There is /dev/vda1 two times, this is probably bug of fsfreeze because when I tried to do on normal VM without docker installed, its gonna throw another Error (one-77 is VM without docker installed):

virsh snapshot-create-as --domain one-77 tempsnap “Temporary snapshot used while backing up one-77” --disk-only --diskspec vda,file="/tank/volume1/77/one-77-tempsnap.qcow2" --quiesce --atomic
error: internal error: unable to execute QEMU command ‘transaction’: Could not create file: Permission denied

Moreover I realized that on VM where docker is installed I am able to issue command “/sbin/fsfreeze --freeze /” and FS will froze. Than I am able to “thaw” FS with command :

virsh qemu-agent-command one-53 ‘{“execute”:“guest-fsfreeze-status”}’
{“return”:“thawed”}

Are you familliar with next error ? error: internal error: unable to execute QEMU command ‘transaction’: Could not create file: Permission denied

As it is executed on the hypervizor, it looks like qemu-kvm has no rights to write (I am guessing) the snapshot file or some transient lockfile…

BR,
Anton

Yes its on hypervisor, but i am executing virsh as root. Can you be more specific in order to describe what is snapshot file or transient lockfile ? Dunno what steps I should have to make to fix this. I am running gluster as /tank/volume1, maybe its related to that.

Related to previous error I also found : https://bugs.launchpad.net/qemu/+bug/1587065

Second error is caused by dynamic_ownership=0 setting in /etc/libvirt/qemu.conf ? Can someone confirm this setting is required for opennebula ?

When I touch snapshot file and chown this file as oneadmin, virsh snapshot command works as intended.

I have Opennebula 5 but there is dynamic_ownership=0 in 4.x guidelines http://docs.opennebula.org/4.12/design_and_installation/quick_starts/qs_ubuntu_kvm.html#configure-qemu .

EDIT: @jfontan , sorry for annoying, but dont you know answer please :slight_smile: ?

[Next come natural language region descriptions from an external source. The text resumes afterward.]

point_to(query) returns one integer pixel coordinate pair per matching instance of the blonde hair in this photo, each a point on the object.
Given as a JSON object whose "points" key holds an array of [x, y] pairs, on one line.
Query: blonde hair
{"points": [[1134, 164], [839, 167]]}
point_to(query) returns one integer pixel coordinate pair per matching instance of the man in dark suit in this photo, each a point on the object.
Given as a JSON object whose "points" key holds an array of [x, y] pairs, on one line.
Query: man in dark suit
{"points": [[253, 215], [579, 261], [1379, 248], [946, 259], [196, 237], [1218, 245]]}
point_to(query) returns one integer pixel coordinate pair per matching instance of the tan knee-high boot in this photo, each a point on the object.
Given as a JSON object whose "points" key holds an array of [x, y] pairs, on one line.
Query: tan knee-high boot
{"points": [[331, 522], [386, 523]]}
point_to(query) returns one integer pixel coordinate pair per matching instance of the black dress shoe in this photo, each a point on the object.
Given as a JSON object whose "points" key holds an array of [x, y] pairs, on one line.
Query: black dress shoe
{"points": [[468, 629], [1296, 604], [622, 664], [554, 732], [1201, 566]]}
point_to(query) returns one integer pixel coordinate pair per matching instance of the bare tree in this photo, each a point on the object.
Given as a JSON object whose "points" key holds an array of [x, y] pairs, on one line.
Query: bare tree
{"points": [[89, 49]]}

hello, would you share your backup script? thanks

I don’t have one, i am only testing if my approach is possible and OK. later I can share it, but for now it’s only manual commands.

Hi @feldsam ,

did you managed how to backup VMs online without downtime with Opennebula ?
Can you share some ideas ?

I did not found any suitable solution thought. :frowning:

BR

Hi @Snowman, yes I written backup script in nodejs using opennebula xml rpc api and ssh.

principialy I use external snapshot, backup, blockkcommit like is in this official article

http://wiki.libvirt.org/page/Live-disk-backup-with-active-blockcommit

Is there any interuption (freeze) of service like ping or SSH while external snapshot is creating or when blockcommit is in place ? Thanks.

Hi, I don’t see any interruption

Hi @feldsam,

do you also use some backup solution ? Or you just Rsync-ing images to backup storage outside of datastore storage.

BR,
Martin

Hello, I wrote own backup script in nodejs. I select images from XML-RPC API a do various checks like if is it persistent image, if is mounted to some VM or not… For live snapshots I use previously linked libvirt article, for copy over network I use rsync. At the end I copy deployments files except non-persistent images from system datastores. Script also maintain directory structure identical with opennebula datastores, so in case of crash I can just copy everything back a start VMs (except non-persistent ones).

Hi Kristian,

when you are about to create snapshot with

$ virsh snapshot-create-as --domain vm1 guest-state1
–diskspec vda,file=/export/images/overlay1.qcow2
–disk-only --atomic

are you also using parameters --disk-only and --atomic ? I’ve read that for atomic snapshots it’s required to run guest agent on VM host otherwise if domain has no guest agent, snapshot creation will fail.

Hello, yes and also if VM have more disk attached I specify on other disks snapshop=no

example snapshoting only second disk
virsh -c qemu+tcp://localhost/system snapshot-create-as --domain one-7738 weekly-backup --diskspec vda,snapshot=no --diskspec vdb,file=/var/ds/datastore2/snapshots/one-7738-weekly-backup --disk-only --atomic --no-metadata

I have guest agent in all machines, but I think that it is required only for --quiesce option

NOTE-1: Above, if you have QEMU guest agent installed in your virtual machine, try ‘–quiesce’ option with virsh snapshot-create-as[. . .] to ensure you have a consistent disk state.

In near future, probably, I opensource my backup script

It would be great! I am glad to hear that it will may become opensource.

I am looking for some solution when I will have backup also from VMs that are not running Qemu Agents, but maybe this is imposible. Owners of VMs can shutdown agent from within VM OS, and that way I will not be able to backup these VMs.

Yes, I think about when I considering use of ‘–quiesce’ option. There can be test, if command was sucessful and if not try run without that option. I have to tune my script, I also want to enable som ‘retry’ functionality like ansible playbooks have - in case of script crash will be good to continue from image where script crash etc…

Also you should have prepared for ex. Mysql appliaces with qemu-guest-agent plugin, which force flush memory buffers to disk before fs freeze and snapshoting. https://github.com/qemu/qemu/blob/master/scripts/qemu-guest-agent/fsfreeze-hook.d/mysql-flush.sh.sample

and explain this service and functionality as crucial for backup process to you customers.

1 Like